Shadow1980 said:
I'm not directly comparing the PS3's situation and the Wii U's situation. They faced different obstacles. The PS3 had to deal with a high price, a later start than the 360, the surprise success of the Wii, and, to a lesser extent, a lack of compelling exclusives, while the Wii U was having to deal with minimal advertising as well as the single worst game drought faced by a mainstream system (people buy Nintendo systems mainly for Nintendo games, which the Wii U had none, while the PS3 was able to rely on third-party sales). However, I am using the PS3 (and every other system) to illustrate that simplistic "System A is selling at x% of System B" analyses are woefully naive. We don't know if the Wii U's 2014 baseline will improve over 2013's, or if big games like Mario Kart 8 will boost sales, or what have you. It could rebound, or it could continue to fall flat. I think with more games that people buy Nintendo systems to play, lower price & better bundles, and heavier advertising, it could do a lot better this year, while others think that not even that will be enough. Both are reasonable guesses.

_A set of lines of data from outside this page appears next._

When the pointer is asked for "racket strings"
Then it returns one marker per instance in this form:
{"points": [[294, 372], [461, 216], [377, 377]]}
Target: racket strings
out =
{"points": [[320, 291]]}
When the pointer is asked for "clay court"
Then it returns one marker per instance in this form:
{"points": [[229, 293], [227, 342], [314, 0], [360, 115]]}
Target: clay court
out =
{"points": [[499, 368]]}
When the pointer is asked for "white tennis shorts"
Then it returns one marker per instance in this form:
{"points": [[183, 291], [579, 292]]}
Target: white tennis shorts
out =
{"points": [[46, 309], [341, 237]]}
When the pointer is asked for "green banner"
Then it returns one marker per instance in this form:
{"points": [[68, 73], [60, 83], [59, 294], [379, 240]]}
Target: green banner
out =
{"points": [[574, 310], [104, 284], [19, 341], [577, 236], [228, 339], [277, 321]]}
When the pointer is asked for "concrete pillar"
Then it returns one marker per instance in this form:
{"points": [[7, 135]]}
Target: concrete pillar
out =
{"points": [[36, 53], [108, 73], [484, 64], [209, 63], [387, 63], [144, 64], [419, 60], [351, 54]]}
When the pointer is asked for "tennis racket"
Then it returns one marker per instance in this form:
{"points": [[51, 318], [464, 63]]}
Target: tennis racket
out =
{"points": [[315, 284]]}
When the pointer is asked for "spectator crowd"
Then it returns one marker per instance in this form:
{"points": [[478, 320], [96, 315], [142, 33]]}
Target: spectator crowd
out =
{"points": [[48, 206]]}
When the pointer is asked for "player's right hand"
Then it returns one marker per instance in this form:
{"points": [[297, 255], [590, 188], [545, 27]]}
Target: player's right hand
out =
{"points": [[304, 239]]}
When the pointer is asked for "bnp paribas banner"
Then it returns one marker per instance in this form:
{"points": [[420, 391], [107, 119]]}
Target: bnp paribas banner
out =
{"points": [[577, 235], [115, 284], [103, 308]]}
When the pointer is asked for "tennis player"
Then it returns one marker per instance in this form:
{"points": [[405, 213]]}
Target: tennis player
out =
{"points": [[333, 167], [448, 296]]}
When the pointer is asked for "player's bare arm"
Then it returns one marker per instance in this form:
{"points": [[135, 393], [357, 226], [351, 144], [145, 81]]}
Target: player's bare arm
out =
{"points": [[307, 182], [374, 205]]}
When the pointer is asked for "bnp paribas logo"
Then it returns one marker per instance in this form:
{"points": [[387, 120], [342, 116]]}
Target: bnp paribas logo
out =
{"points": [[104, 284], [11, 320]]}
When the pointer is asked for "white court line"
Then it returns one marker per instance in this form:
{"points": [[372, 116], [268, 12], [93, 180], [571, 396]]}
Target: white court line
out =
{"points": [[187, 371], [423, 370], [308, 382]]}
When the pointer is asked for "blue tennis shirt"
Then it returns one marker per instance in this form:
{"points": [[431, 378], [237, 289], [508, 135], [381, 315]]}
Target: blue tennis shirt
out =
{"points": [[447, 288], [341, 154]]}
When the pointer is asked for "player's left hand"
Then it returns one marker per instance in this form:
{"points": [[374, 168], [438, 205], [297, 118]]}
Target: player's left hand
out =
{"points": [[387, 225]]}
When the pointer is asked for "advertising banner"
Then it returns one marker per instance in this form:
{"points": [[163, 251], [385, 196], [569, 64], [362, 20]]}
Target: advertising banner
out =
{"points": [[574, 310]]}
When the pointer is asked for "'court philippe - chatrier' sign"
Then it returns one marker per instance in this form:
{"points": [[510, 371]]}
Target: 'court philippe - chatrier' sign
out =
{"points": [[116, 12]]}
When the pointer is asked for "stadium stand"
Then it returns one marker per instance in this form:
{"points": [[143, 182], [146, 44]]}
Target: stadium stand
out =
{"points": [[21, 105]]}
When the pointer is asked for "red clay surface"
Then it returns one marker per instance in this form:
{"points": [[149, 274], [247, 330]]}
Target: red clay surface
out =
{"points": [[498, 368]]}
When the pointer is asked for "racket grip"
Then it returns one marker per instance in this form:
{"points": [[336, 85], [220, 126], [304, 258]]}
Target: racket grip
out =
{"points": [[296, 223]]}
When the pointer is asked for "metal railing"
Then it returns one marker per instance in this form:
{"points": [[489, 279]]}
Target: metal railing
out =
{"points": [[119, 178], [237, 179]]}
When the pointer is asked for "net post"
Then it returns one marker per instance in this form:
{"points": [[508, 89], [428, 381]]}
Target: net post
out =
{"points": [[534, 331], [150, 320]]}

Also, comparing the Wii U to the Dreamcast is even more baseless than comparing it to the GameCube. With the Dreamcast, Sega was coming off of the Saturn, which was a failure everywhere but Japan (where it still only did okay), plus Sega had nothing to fall back on. While the Dreamcast did rather well early on, Sega decided to cut their losses in the face of the juggernaut that was the PS2 and withdraw from the hardware market. We don't know how much it would have sold had Sega been willing and able to continue onward. Meanwhile, Nintendo is coming off of the success of the Wii, plus they have their successful handhelds division. They've amassed a ton of cash from the DS and Wii, and the 3DS is selling very well. Ergo, Nintendo has no reason to withdraw from the hardware market like Sega did, and thus the Wii U won't face the same fate as the Dreamcast. Unless it has a catastrophic 2014 and doesn't recover, it will almost certainly sell more than 10 million units, and it won't be discontinued anytime soon.
Oh, I have no doubts that the PS4 will be the sales leader. However, any projections of lifetime sales are just guesses. Just because it had a record launch doesn't entail that it will go on to outsell the PS2. I think it could sell close to PS2 numbers, but there's no way of knowing what its long-term sales curve will look like (i.e., how fast it will grow prior to peaking, when it will peak, and how fast it will decline after peaking). It could continue to trend ahead of the PS3 or even the PS2 for several years, but could taper off much quicker and end up selling only 120 million. Or it could go on untold heights and sell 200 million units. Or its sales curve might be different from the PS2's but have the same endpoint of 150-160 million. Or it might only marginally outsell the PS3 for any of a number of reasons (such as bombing in Japan). We just don't know. With the system being only two months old and all the various factors that cause systems to sell what they do (supply constraints, demand-influencing factors like price, games, etc., and perhaps various other things), we can't make any projections with any degree of confidence. It's all very rough guesswork. As the years go by, we might be able to make predictions of its lifetime sales with greater confidence, but even then it's something you have to take week by week, month by month, and year by year.